In any case, when the lights come up on Malcolm's ramshackle studio deep in the heart of Mexico in 1992, we are thrust immediately into a situation of irony: a voguish and clever New York dealer (Patrick Breen) has ventured here on a mission of rediscovery, with aims to mount a major retrospective of the artist's work in Manhattan. The dealer has already sent ahead a former boyfriend, Judd, a young, apparently feckless art school grad (Jonathan M. Woodward), to help the once-great man get back into production mode and crank out some new and marketable works.

Breen, in pinstripe finery and perfect downtown gallery manners, makes Trevor into a finely observed foil for Malcolm's rude and roaring iconoclast and is at all times perfectly out of place in Malcolm's remote "Night of the Iguana"-themed hide-out.

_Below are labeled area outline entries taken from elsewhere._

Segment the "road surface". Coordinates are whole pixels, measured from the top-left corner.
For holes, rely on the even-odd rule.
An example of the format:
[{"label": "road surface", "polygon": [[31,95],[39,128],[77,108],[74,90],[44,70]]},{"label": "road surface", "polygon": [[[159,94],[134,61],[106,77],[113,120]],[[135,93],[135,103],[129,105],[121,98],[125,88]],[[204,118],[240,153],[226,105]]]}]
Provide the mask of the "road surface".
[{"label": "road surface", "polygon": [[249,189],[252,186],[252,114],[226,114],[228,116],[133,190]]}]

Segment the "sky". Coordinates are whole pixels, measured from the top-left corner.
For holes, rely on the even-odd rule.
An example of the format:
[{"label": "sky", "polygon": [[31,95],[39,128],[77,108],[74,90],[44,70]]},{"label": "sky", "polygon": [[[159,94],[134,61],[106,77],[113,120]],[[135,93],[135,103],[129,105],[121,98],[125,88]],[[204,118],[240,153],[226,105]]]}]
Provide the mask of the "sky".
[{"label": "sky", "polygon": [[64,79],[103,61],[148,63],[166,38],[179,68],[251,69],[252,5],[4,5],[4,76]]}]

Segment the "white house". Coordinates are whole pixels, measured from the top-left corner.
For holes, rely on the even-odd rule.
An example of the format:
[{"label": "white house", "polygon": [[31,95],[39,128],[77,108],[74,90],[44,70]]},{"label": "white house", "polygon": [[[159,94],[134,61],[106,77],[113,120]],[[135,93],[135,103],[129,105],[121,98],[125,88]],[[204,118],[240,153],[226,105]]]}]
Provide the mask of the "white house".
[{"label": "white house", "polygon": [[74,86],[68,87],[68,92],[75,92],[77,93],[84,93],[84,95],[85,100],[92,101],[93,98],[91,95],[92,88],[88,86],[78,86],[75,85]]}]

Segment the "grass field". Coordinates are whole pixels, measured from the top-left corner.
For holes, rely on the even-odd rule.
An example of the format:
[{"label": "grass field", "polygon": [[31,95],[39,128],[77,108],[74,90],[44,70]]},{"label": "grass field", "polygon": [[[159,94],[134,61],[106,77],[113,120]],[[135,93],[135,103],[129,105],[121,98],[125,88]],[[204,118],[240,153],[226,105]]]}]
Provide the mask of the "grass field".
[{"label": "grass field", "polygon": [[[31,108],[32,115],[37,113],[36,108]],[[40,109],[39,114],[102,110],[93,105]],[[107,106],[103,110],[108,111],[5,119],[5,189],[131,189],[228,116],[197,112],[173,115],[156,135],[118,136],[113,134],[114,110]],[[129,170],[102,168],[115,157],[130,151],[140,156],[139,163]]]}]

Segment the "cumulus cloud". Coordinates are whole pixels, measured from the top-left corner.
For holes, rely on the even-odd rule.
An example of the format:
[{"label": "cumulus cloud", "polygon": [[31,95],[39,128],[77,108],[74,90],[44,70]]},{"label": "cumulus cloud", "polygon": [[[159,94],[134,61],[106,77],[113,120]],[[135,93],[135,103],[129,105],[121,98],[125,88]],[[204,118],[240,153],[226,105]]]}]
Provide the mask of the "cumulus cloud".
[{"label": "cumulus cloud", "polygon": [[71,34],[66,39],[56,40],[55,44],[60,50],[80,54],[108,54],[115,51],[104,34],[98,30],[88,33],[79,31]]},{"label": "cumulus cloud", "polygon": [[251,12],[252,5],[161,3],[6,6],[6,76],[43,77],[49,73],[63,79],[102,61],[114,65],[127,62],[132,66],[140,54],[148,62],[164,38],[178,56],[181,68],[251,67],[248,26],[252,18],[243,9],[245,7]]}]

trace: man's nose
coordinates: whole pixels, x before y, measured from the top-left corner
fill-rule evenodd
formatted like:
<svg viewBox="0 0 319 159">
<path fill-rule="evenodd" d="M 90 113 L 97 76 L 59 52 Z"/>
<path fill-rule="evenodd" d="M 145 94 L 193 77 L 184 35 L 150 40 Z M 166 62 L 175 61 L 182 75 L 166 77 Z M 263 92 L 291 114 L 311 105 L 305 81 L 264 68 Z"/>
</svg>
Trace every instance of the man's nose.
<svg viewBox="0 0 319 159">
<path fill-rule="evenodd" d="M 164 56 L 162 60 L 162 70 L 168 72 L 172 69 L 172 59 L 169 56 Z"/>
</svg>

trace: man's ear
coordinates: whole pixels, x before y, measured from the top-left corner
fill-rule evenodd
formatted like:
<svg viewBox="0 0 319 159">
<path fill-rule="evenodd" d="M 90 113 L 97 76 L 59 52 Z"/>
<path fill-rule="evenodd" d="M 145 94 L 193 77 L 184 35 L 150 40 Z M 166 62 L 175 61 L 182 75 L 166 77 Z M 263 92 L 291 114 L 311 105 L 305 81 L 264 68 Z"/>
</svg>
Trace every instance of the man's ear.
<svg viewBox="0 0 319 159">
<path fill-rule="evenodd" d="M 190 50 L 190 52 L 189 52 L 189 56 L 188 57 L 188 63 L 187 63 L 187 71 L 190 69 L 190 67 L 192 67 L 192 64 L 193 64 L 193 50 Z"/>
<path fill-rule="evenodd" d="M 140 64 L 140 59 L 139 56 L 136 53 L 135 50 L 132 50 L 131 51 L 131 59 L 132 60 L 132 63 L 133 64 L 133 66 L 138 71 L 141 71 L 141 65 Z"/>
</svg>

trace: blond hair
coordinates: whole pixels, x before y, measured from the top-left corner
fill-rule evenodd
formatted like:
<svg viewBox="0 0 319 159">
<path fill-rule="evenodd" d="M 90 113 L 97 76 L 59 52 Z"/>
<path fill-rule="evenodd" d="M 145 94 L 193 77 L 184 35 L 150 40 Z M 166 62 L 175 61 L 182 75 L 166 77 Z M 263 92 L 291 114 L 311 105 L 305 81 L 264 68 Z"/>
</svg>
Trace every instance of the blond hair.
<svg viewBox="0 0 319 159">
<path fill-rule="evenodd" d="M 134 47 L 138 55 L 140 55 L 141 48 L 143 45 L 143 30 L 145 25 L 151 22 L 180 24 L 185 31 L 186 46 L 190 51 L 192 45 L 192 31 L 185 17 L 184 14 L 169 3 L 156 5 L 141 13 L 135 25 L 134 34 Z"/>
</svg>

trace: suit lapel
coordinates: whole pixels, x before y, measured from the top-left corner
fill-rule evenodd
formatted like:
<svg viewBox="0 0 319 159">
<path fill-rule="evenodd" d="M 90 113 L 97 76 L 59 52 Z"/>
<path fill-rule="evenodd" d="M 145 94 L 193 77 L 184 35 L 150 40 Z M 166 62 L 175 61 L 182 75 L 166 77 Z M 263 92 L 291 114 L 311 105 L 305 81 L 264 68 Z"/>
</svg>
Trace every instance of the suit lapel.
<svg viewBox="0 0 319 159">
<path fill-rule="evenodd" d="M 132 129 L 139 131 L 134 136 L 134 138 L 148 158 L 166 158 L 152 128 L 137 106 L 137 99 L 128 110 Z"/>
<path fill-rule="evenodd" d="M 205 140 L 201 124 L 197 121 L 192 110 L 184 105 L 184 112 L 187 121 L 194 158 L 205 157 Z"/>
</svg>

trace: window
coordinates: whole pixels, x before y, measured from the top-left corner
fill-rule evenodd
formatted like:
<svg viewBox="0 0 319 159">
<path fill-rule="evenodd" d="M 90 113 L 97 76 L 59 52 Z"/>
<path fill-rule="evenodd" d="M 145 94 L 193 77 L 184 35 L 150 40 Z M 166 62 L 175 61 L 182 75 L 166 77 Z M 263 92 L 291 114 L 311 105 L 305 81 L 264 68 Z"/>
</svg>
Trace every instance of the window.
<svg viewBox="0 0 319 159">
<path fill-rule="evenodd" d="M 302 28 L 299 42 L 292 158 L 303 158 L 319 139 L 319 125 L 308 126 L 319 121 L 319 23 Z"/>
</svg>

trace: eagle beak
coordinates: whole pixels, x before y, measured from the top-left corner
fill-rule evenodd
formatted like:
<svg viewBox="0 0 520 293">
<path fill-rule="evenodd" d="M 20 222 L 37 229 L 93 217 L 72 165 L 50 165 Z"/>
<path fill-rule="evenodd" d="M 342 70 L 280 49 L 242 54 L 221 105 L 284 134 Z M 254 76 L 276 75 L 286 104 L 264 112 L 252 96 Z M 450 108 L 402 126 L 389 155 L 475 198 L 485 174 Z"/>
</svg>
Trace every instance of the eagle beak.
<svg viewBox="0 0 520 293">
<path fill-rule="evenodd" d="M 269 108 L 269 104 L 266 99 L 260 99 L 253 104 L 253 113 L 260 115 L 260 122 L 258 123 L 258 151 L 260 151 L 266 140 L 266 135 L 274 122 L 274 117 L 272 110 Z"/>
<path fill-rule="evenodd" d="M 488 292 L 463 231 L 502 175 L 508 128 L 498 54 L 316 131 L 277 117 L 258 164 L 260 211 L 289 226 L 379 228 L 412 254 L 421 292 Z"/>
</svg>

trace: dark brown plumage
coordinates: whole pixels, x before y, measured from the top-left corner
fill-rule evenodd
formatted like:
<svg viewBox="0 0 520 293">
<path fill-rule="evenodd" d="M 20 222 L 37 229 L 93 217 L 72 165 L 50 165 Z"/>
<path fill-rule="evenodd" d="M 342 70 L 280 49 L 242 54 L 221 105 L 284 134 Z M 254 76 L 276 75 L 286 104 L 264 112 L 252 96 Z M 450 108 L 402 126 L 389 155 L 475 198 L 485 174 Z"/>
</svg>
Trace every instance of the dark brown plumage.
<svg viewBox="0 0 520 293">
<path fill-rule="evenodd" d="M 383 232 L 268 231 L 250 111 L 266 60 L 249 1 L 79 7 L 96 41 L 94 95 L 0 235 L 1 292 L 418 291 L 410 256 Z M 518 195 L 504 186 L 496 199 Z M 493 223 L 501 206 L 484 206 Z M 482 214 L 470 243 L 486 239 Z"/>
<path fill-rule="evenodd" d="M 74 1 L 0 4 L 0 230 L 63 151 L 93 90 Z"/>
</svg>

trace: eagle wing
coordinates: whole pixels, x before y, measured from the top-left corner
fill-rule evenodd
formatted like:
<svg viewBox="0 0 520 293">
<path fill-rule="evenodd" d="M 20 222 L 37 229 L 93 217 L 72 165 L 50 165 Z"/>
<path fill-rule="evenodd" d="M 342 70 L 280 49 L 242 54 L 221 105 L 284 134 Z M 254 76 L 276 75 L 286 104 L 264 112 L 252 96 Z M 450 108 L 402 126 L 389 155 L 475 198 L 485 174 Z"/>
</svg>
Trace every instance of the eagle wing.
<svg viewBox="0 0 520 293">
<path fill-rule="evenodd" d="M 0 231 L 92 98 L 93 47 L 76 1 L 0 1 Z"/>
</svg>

Into the mix comes an alluring young Berkeley biologist, Julia (Klea Scott), who's in Mexico on the trail of an endangered species of frogs but gets intrigued by the endangered species represented by Malcolm. For a moment in Act I, with all four of these characters sleeping under the same roof and talking smart and funny about art, "Ten Unknowns" looks like it might become an existentialist version of "Hay Fever." But Baitz has more on his mind than that. Just before intermission, Malcolm's unreliable creative powers are stirred to action by the sight of Julia, and he starts to paint a portrait of his Russian mother from memory but needs Judd's help to finish it. The play veers off into a probe of the complex psychology of mothers and sons as well as the volatile relationship between old pros and their apprentices, touching a vein that surfaced in the recent plays "Collected Stories" and "Proof."

Malcolm's memories of his mother, a poor Russian immigrant who settled in Boyle Heights, send him into murky reverie that goes some distance toward explaining his alienation and lifelong animus. Under Robert Egan's direction, Keach, wearing the artist's uniform of moldy jeans and paint-spattered shirts, embodies so well the alternately compelling and repugnant life force of a man like Malcolm, seemingly sensitive and insensitive in equal, incompatible portions.

Egan, whose work with Baitz is well-known and dates to "The Film Society" at LATC in the late 1980s, is very good with intellectual plays in which most of what happens to the characters comes in the form of argument and telling observation. Such is the case here. Even as one wonders what resonance a play like this will have with audiences that have never heard of the Whitney Biennial or might not see tragedy in the triumph of Abstract Expressionism, it's hard not to admire the ambition of what Baitz has set out to do in mapping a side of the artistic life not often seen in the culture pages.

"Pastel condos are going up and those frogs are going to Guatemala," Malcolm barks to Julia, announcing his view of the pointlessness of trying to save the world from what it is. "There are endings. Things dies off. This whole nation is built on extinction and extermination."